Employing our paradigm and studying auditory object processing in both younger PT children and teens as well as adults would be critical for understanding the developmental trajectory of auditory object processing and how it is affected by preterm birth. The identification of long-lasting effects of preterm birth in early auditory processing and auditory object processing is a first step in understanding the neurophysiological mechanisms underlying the difficulties that PT children encounter. Here we demonstrated important differences in early auditory processing in general as well as differences in processing of different semantic categories between FT and VPT 10-year-old children. An optimal sensory system is essential in order to process information from the surroundings and to have a favourable cognitive development. The next step is to link the sensory and semantic processing differences in PT children we identified here to measures of cognitive performance and school success.

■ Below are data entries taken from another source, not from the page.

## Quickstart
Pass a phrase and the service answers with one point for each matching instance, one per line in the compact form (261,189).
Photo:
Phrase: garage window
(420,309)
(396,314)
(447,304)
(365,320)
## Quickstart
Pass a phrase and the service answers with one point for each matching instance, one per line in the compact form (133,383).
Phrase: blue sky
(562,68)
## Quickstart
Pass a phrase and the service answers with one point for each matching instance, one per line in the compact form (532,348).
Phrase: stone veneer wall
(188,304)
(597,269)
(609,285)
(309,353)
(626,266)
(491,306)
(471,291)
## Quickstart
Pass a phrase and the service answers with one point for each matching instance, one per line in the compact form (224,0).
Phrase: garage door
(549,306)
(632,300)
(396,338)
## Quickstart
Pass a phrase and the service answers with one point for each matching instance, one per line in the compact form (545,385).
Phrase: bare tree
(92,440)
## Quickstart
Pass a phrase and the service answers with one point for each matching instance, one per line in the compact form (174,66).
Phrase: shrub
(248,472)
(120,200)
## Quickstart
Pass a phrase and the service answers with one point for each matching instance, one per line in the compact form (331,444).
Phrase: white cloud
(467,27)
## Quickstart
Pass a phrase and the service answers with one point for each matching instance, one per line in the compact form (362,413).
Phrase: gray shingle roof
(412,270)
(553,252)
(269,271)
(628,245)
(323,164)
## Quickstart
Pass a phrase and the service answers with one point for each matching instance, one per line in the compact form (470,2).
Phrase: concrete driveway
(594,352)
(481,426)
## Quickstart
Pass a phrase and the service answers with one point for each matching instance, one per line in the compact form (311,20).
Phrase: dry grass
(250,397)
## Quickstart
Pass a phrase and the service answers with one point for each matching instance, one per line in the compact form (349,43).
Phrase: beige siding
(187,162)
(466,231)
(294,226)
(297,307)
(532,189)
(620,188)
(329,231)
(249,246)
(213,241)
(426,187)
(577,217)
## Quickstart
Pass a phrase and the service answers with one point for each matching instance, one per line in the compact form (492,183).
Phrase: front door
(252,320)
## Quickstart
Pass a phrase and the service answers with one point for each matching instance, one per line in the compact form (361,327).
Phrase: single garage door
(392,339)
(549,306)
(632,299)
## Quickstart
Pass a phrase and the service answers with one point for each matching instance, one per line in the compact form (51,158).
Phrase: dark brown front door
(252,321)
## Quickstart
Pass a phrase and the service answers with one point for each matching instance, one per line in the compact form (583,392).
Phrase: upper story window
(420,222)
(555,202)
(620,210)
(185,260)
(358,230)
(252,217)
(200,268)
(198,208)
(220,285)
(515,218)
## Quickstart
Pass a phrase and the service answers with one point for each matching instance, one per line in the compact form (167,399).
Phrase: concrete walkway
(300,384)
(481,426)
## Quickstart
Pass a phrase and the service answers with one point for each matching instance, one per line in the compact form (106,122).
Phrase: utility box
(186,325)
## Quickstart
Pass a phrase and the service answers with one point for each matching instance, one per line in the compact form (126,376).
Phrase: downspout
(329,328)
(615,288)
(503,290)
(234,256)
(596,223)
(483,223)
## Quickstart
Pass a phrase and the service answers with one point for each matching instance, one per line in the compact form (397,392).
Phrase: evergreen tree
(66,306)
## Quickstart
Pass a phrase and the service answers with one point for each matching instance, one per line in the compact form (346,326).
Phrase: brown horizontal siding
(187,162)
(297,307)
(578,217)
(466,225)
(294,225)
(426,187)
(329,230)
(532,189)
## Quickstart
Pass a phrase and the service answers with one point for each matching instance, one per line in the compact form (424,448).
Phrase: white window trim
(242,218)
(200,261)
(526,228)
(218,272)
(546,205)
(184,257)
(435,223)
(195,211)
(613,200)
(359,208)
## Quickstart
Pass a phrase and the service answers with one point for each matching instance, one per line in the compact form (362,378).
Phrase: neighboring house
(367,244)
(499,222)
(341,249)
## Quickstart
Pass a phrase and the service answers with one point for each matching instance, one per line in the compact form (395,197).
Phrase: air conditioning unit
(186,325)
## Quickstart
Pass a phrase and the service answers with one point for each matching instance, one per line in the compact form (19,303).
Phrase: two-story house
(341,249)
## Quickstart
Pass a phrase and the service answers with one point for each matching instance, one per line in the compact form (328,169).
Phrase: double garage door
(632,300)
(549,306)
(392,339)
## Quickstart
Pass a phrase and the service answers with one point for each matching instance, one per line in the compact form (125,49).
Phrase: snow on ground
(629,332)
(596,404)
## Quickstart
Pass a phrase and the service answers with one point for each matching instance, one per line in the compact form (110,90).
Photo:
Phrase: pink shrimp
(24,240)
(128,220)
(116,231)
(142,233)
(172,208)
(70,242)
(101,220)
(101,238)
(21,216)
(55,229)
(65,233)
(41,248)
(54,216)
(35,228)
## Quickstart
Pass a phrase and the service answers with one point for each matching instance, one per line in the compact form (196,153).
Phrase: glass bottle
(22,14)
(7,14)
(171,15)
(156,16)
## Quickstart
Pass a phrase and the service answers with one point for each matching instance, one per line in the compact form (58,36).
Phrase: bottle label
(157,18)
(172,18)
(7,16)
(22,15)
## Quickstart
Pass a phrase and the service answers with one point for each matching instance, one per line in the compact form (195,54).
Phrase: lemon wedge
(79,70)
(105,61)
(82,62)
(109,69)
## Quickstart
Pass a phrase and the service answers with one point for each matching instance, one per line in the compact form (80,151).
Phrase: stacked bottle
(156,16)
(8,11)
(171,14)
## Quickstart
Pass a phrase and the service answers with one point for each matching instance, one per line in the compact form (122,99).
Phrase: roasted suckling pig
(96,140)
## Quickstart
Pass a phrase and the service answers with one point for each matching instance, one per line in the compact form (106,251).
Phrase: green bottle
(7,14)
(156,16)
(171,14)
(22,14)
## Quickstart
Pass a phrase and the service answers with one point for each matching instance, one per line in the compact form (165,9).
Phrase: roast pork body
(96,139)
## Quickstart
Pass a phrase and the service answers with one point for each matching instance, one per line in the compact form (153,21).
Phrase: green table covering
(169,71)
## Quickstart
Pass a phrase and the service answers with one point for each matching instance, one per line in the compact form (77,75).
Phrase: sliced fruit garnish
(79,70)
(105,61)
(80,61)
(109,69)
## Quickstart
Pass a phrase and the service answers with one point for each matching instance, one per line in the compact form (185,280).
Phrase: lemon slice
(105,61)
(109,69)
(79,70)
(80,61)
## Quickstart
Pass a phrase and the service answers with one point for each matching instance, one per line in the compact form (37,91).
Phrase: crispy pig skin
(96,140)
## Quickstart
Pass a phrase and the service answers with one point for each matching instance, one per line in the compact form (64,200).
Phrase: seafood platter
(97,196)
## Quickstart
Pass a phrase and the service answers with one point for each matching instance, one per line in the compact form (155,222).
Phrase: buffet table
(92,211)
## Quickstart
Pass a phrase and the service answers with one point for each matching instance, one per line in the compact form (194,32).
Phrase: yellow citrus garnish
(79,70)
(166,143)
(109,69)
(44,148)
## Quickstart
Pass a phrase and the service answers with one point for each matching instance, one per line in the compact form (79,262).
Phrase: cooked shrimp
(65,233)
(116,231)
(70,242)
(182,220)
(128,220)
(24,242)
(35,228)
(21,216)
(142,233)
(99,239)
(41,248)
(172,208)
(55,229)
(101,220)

Korpilahti et al. 2016 for example showed differential processing of words and pseudowords only in 9 year old PT children and not FT children; this distinct pattern of processing in PT children was furthermore linked to lower cognitive performance. To the extent that similar associations can be assayed with non-linguistic stimuli, like those of the present study, will not only allow for studying children from a more diverse range of backgrounds but also studying children at earlier neurodevelopmental stages.

The investigation of long-term impacts of preterm birth on developmental outcomes is essential, considering the increased number of preterm birth survivors and the associated risks and difficulties for preterm born infants that often persist to childhood and affect school performance (Maitre et al. 2014, 2020; Turpin et al. 2019). Therefore, the identification of the potential difficulties combined with the development of strategies in order to tackle them as early as possible is crucial. For example, recent studies have shown that preterm birth negatively affects school readiness as it increases the risk for various cognitive and sensory abilities difficulties (Taylor et al., 2022; Maitre et al. 2020). PT children have lower IQ scores compared to FT children (albeit in the normal range), and this persists even when tested in later childhood (Kim et al., 2021) or early adolescence (Turpin et al. 2019). PT children often exhibit school difficulties and lower academic achievement levels. Preterm born children present more cognitive, emotional and behavioral difficulties (e.g. anxiety, inattention, and ADHD) and are at a higher risk for internalizing and externalizing behaviors, including during early childhood, compared to their full-term born peers (Taylor et al., 2022; Maitre et al. 2020; Aarnoudse-Moens et al. 2009; Barre et al. 2011). Preterm birth is also considered a high risk factor for subsequent development of neuropsychiatric disorders such as ADHD, inattention, anxiety, autistic spectrum disorders as well as increased risk for psychosis, depression and bipolar disorder (Nosarti et al., 2012; Johnson and Marlow 2011).